The meeting between the prime ministers of India and Pakistan that was held on the sidelines of the UN General Assembly in New York would help the two nuclear-armed neighbours improve their bilateral ties, said a US official.
"Dialogue is a positive step forward and we'll continue to encourage that," State Department spokesperson Jen Psaki told reporters during the daily press conference when asked about the meeting between the two prime ministers.
Manmohan Singh met his Pakistani counterpart, Nawaz Sharif, on Sunday in a closely-watched meeting that went along for about an hour, during which he raised the issue of terrorism emanating from Pakistani soil and urged Islamabad to put in more efforts to curb cross-border terrorism.
Tensions were high between the two countries after a series of border incursions which left six Indian soldiers and three Pakistan soldiers killed.
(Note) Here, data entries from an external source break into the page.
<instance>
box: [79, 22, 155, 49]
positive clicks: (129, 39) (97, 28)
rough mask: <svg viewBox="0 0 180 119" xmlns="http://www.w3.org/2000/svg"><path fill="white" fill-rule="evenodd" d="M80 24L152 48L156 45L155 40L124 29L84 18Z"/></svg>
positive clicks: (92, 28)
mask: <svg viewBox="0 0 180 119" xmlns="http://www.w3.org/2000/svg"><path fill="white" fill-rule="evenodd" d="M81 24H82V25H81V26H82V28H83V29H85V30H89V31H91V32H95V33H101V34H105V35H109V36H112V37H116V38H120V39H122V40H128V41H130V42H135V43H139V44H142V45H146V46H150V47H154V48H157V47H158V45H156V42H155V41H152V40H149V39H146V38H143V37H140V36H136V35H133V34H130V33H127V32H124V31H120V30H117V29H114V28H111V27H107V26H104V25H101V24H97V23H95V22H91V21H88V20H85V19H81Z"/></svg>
"Well, we welcome any and all high-level discussions between Pakistan and India. That would improve their bilateral relationship. As President Obama said last week, we share an interest with both countries in seeing a peaceful reduction of tensions on the subcontinent, and we continue to support, strongly, efforts by India and Pakistan to improve all aspects of their bilateral relations, and we encourage further dialogue," said Psaki.
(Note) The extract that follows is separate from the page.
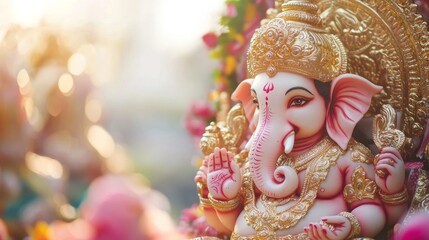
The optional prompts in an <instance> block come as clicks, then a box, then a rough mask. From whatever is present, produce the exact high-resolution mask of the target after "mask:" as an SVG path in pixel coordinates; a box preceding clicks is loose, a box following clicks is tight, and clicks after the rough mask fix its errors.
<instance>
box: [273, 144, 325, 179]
mask: <svg viewBox="0 0 429 240" xmlns="http://www.w3.org/2000/svg"><path fill="white" fill-rule="evenodd" d="M330 141H331V140H330V139H329V137H325V138H323V139H322V140H321V141H320V142H318V143H317V144H316V145H314V146H313V147H311V149H310V150H308V151H307V152H305V153H303V154H301V155H299V156H297V157H288V156H286V155H285V154H283V155H281V156H280V158H279V159H278V161H277V166H284V165H288V166H291V167H293V168H294V169H295V170H296V171H297V172H301V171H302V170H305V169H307V167H308V165H309V164H310V162H311V161H312V160H314V159H315V158H316V157H318V156H320V153H324V152H326V151H327V150H328V148H329V147H330V144H329V142H330Z"/></svg>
The Barack Obama administration has been encouraging the two countries to resume the peace process along their border. However, Psaki refrained from making any public evaluation of the results of the talks between the two heads of states.
During the UN General Assembly address Sharif insisted again upon a UN Security Council resolution regarding the disputed border of Kashmir, to which the State Department official said there has been no change in its stance on this issue.
"Our position on Kashmir has not changed. We still believe the pace, scope, and character of India and Pakistan's dialogue on Kashmir is for those two countries to determine, and we continue to encourage dialogue," Psaki added.